Не сразу, но все, один за другим, даже и признанные русские изографы покорно зачли себя в ученики Феофановы и стали стараться писать иконы и фрески так, чтобы на него походить… Андрей понимал их и не осуждал, но сам принять Феофанов стиль дерзкий все же не мог, ему больше по душе было тонкостное и мягкое письмо Даниила Черного.
— А ты-то не сумеешь, поди, так? — нечутко подтолкнул его Василий, а когда тот отмолчался, опять по-журавлиному склонив голову, подумал снова: «Завида…» И так был уверен в своем выводе, что с сожалением порассуждал про себя о том, что, видно, нет на свете людей безгрешных, идеальных. Иной раз думаешь, вот как с этим славным Андреем: вот человек, у которого нет ни одного порока, а есть одни только добродетели. Но как-то нечаянно обнаруживается и в этом человеке некая вовсе даже неприглядная черточка. Она не главная, не определяющая, но она же — есть! И так может получиться, что черточка эта постепенно перерастет в черту очень явную, такую даже, что перечеркнуть может и все достоинства. От зависти Андрей иконописание бросил — это для начала, а потом к чему может прийти?.. Написано же в умной книге: «Аще бо кто и многи творит добродетели, а будет завистлив, то горшии татя и разбойника».

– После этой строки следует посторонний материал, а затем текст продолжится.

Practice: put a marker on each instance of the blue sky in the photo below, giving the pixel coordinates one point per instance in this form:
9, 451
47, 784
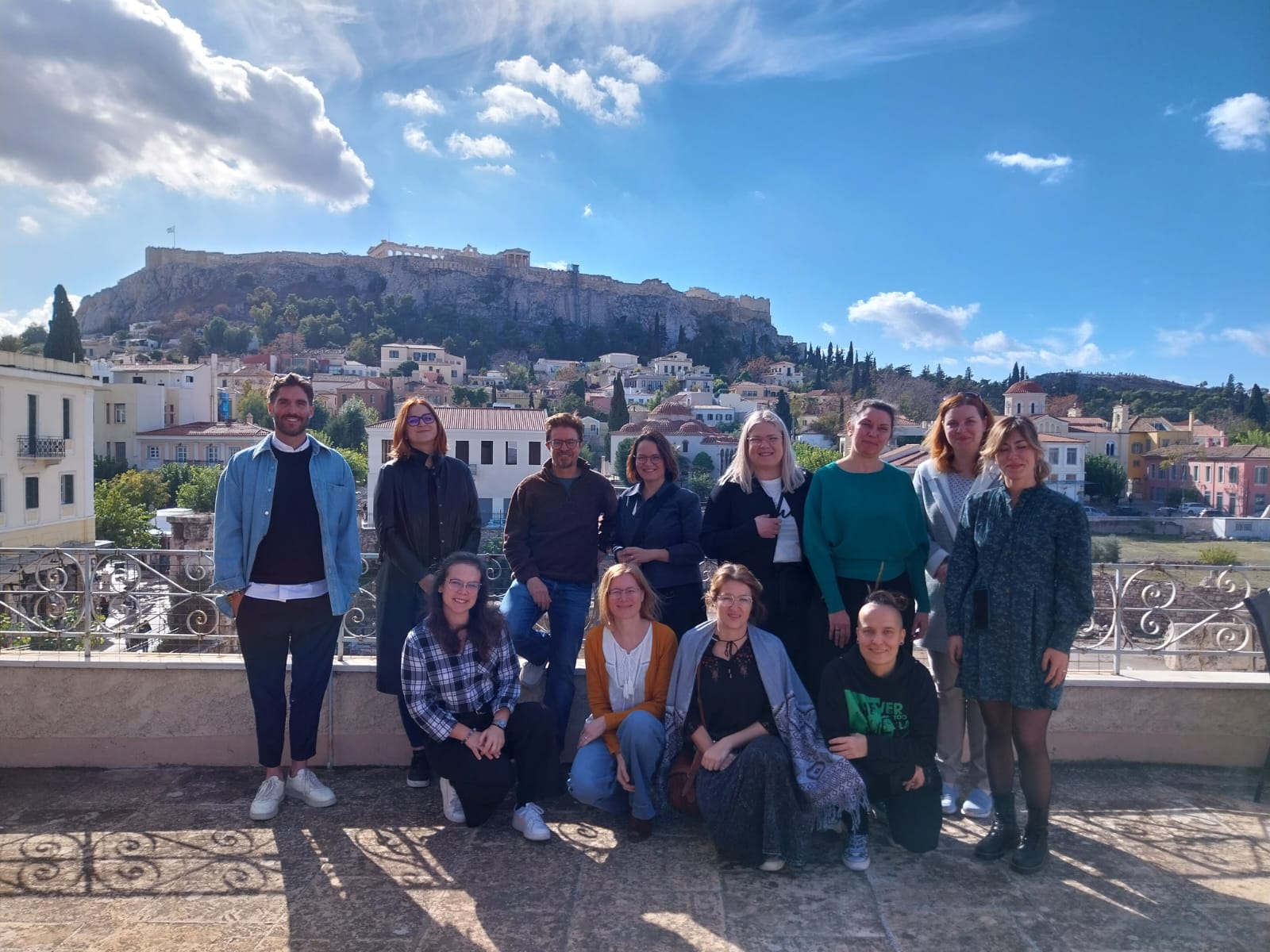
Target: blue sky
1064, 184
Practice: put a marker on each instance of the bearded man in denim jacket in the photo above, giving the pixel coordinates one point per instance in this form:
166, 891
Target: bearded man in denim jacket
287, 554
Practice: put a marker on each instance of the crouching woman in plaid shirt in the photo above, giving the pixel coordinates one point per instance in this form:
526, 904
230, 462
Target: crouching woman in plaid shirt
460, 682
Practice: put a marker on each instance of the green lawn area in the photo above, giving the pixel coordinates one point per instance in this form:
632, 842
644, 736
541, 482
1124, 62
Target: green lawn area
1149, 549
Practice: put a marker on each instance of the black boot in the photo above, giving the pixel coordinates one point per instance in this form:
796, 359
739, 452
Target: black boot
1003, 835
1030, 857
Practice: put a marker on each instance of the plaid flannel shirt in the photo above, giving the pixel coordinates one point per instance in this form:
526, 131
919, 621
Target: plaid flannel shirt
437, 685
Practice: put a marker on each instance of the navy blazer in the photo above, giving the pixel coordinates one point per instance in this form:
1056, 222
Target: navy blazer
676, 527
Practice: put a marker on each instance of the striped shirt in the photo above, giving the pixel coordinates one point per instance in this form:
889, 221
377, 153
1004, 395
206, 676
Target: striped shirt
437, 685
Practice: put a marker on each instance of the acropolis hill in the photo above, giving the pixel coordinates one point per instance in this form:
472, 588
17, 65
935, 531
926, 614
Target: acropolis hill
465, 281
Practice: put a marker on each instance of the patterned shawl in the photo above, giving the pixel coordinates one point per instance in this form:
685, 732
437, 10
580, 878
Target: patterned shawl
829, 784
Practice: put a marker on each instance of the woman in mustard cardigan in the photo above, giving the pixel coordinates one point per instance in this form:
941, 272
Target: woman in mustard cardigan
629, 659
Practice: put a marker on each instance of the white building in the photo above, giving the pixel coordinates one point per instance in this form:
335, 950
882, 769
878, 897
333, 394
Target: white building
501, 446
46, 451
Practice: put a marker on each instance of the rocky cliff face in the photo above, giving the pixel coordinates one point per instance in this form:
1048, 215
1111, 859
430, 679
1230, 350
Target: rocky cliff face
196, 282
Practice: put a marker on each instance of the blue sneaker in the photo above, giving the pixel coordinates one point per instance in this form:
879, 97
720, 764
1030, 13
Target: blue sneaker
978, 805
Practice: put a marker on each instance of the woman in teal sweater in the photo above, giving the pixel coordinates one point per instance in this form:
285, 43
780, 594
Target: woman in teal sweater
864, 530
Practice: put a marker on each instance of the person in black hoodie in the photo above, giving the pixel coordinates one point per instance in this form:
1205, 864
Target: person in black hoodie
878, 708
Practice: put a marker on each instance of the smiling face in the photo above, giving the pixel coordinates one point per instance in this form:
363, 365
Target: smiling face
870, 432
880, 632
964, 431
291, 412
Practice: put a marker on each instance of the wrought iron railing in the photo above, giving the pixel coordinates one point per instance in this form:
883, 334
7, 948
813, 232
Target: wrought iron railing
41, 447
162, 601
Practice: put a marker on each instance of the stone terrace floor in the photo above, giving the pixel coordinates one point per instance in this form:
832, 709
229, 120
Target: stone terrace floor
1143, 858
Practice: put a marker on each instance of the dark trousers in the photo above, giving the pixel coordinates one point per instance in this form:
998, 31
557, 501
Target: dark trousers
530, 761
267, 631
854, 593
413, 731
914, 816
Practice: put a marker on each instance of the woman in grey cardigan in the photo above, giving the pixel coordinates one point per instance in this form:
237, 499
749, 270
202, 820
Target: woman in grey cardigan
954, 471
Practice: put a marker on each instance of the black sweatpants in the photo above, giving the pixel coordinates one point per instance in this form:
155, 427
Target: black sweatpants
267, 631
530, 761
914, 816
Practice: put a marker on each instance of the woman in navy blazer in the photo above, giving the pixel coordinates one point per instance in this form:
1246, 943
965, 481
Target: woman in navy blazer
657, 527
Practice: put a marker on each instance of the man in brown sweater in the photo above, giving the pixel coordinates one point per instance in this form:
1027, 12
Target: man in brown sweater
558, 531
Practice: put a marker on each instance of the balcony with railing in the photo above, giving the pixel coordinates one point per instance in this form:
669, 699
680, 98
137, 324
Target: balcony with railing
41, 447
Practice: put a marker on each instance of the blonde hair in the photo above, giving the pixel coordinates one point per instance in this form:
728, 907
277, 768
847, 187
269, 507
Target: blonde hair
649, 608
1005, 428
740, 470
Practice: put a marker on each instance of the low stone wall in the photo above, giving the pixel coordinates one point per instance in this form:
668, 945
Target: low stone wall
148, 711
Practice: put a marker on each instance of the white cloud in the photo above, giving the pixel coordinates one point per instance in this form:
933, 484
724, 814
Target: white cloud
484, 148
637, 67
578, 89
145, 98
421, 102
417, 139
508, 103
1240, 122
1255, 340
911, 321
1052, 168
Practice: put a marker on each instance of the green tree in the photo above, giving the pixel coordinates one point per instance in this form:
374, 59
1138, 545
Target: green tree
198, 493
64, 340
1104, 478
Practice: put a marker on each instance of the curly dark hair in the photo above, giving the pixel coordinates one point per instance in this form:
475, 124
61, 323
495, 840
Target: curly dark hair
486, 625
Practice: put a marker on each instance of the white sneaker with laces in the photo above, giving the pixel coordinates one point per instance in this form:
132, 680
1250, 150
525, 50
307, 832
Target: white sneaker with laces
529, 820
305, 786
450, 804
268, 799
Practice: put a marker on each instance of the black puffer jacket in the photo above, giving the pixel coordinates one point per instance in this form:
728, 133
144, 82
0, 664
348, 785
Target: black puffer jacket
403, 520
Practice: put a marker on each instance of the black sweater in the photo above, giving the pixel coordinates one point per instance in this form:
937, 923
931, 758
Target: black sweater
899, 714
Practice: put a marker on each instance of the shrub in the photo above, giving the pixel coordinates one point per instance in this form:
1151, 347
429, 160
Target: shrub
1218, 555
1106, 550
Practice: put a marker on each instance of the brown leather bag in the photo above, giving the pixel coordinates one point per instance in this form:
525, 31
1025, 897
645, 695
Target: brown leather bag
683, 772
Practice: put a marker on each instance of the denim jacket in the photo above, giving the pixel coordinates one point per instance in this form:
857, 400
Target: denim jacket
243, 505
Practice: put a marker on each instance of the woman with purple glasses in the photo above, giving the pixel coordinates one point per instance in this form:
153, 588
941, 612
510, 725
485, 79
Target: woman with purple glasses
425, 511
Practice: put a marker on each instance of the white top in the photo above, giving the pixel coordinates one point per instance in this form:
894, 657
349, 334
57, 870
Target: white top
628, 670
787, 549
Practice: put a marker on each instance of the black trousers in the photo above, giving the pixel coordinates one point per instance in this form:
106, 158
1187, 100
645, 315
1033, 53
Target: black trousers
854, 592
530, 761
267, 631
914, 816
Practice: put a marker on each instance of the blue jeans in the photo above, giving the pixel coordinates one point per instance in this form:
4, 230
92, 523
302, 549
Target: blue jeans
571, 602
594, 778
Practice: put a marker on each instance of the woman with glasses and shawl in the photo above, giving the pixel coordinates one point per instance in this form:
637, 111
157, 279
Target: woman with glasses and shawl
765, 778
425, 509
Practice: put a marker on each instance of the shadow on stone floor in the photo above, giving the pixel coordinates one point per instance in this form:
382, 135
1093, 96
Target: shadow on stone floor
1143, 858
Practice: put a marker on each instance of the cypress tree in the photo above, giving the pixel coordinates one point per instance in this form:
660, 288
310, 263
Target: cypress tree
64, 340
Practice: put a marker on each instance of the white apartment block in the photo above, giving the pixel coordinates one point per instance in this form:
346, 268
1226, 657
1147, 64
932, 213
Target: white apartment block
148, 397
501, 447
429, 357
46, 451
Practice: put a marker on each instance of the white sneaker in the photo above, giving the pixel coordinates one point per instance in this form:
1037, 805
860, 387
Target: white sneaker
268, 799
305, 786
533, 674
450, 805
529, 820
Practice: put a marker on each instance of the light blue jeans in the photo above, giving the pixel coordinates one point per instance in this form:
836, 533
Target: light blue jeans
571, 602
594, 778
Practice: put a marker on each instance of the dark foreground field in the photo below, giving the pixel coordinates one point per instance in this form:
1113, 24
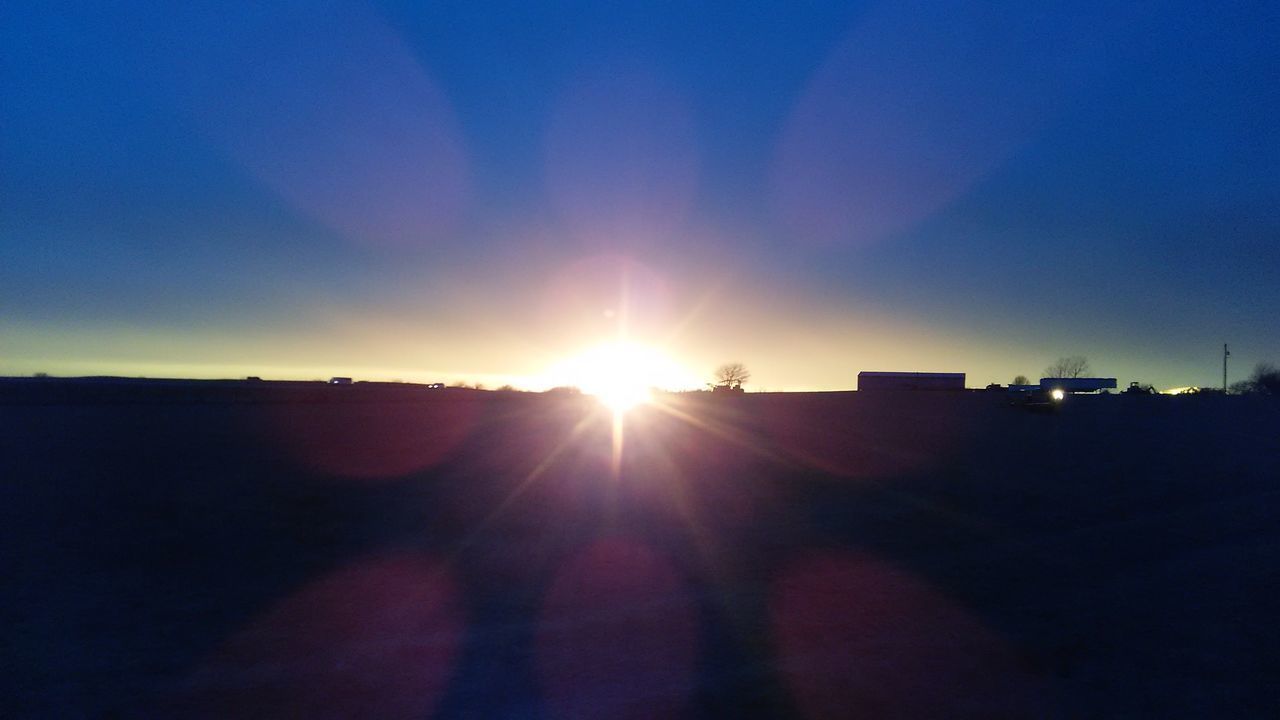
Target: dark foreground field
219, 551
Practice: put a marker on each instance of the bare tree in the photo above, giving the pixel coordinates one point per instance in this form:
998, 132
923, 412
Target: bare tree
1264, 381
1073, 367
732, 374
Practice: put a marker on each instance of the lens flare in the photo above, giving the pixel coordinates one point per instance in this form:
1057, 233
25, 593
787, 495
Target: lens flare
621, 374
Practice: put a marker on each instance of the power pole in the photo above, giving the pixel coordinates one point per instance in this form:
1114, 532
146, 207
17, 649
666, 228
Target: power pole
1225, 355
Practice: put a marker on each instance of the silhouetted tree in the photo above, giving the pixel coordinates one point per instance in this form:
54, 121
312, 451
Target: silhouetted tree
1264, 381
732, 374
1073, 367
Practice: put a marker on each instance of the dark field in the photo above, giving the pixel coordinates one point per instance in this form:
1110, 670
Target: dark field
234, 550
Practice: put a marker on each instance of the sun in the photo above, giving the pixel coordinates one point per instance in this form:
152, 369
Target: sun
621, 374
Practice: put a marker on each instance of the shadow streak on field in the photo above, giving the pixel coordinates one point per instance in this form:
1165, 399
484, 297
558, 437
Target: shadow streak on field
172, 552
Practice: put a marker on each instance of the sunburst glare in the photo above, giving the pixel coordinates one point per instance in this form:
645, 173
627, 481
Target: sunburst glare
622, 374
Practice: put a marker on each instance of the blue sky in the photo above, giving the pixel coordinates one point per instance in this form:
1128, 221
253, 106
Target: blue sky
464, 190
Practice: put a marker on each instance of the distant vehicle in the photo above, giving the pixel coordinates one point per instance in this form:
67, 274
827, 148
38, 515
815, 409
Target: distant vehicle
1138, 388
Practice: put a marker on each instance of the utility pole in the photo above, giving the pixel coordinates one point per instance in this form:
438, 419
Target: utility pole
1225, 355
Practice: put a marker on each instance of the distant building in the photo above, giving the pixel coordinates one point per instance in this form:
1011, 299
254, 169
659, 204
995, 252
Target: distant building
1078, 384
909, 381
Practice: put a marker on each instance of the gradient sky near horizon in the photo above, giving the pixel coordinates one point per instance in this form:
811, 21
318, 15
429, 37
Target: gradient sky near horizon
442, 191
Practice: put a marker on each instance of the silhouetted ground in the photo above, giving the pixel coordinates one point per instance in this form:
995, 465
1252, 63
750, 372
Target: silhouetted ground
265, 550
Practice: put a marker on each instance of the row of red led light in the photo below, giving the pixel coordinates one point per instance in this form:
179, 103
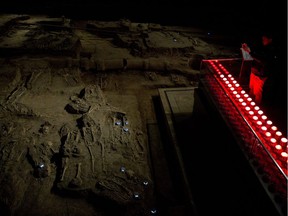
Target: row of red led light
270, 136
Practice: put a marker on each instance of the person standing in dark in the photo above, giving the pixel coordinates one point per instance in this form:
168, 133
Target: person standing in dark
264, 70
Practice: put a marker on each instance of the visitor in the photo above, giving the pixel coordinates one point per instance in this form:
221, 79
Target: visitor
262, 82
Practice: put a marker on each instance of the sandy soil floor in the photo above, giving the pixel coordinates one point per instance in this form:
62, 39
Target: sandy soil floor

Рублев чувствовал, что великий князь недоволен его молчанием, спросил, ни к кому не обращаясь, но так, чтобы слышал Феофан Грек:
— Если он не пользуется образцами, то, значит, дан ему неисповедимый промысл Божий собственными очесами горний мир лицезреть?
Удивительное дело: Феофан, так охотно, так беспременно откликающийся на каждый возглас зрителей, слова Андрея оставил без всякого внимания! Ответил Андрею Епифаний, не всуе прозванный Премудрым:
— Он, кажется, руками пишет роспись, ходит беспрестанно, беседует с приходящими, а сам умом обдумывает высокое и мудрое, чувственными же очами разумными разумную видит доброту.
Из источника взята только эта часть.